BATA employees, on the other hand, can expect to benefit from “onsite well-being” and “health and lifestyle memberships” as part of their employment package. Unfortunately, this focus on health is not extended to BATA’s customers.
Tobacco corporations operating in Australia’s “dark market” will, of course, exploit any opportunity to communicate with consumers, and this feature is a particularly explicit example of such determination.
It also raises questions about media ethics and whether publications such as the SMH should be so ready to collude with promotion of such a questionable industry. Did no one in the SMH advertising department query the wisdom of promoting this particular industry?
Including BATA in this supplement certainly wouldn’t have generated much reader confidence in the integrity of the publication or in the claims being made by other employers featured.
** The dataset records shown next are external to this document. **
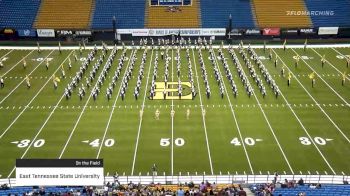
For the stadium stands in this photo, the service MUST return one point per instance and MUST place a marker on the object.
(272, 13)
(183, 17)
(64, 14)
(324, 190)
(129, 14)
(306, 189)
(340, 16)
(18, 14)
(215, 14)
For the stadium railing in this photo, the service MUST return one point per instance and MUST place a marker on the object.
(218, 179)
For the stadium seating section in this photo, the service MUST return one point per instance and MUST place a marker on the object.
(272, 13)
(340, 8)
(129, 14)
(325, 190)
(64, 14)
(215, 14)
(163, 17)
(18, 14)
(98, 14)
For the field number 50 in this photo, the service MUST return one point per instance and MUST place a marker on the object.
(166, 142)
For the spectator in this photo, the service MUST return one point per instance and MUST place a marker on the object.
(301, 182)
(180, 192)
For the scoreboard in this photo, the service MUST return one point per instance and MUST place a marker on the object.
(170, 2)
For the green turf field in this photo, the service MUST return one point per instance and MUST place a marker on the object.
(304, 130)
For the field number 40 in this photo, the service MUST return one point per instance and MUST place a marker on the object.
(166, 142)
(318, 140)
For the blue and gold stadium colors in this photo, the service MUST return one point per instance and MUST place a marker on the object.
(98, 14)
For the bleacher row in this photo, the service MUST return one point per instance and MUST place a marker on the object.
(98, 14)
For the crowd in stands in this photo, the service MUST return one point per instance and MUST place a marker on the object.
(132, 189)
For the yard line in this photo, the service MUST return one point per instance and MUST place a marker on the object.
(142, 108)
(82, 112)
(235, 119)
(17, 63)
(25, 108)
(324, 80)
(111, 114)
(204, 124)
(330, 63)
(346, 58)
(38, 133)
(302, 125)
(268, 122)
(172, 116)
(6, 54)
(24, 78)
(317, 104)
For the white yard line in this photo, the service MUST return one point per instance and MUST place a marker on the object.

I wrote to the Herald Letters page on Monday, 11 August, questioning the ethics of carrying the BATA page, which prominently displays the parent company’s familiar logo in a supplement clearly labelled as an “Advertising Feature”. I have had no response.
Company officials and, presumably, Herald editors will undoubtedly argue that as the promotion describes the virtues of working for BATA and not its products, it is not in contravention of existing legislation. Not mentioning cigarettes or, for that matter, any aspect of the tobacco industry is, of course, very much in the company’s best recruiting interests.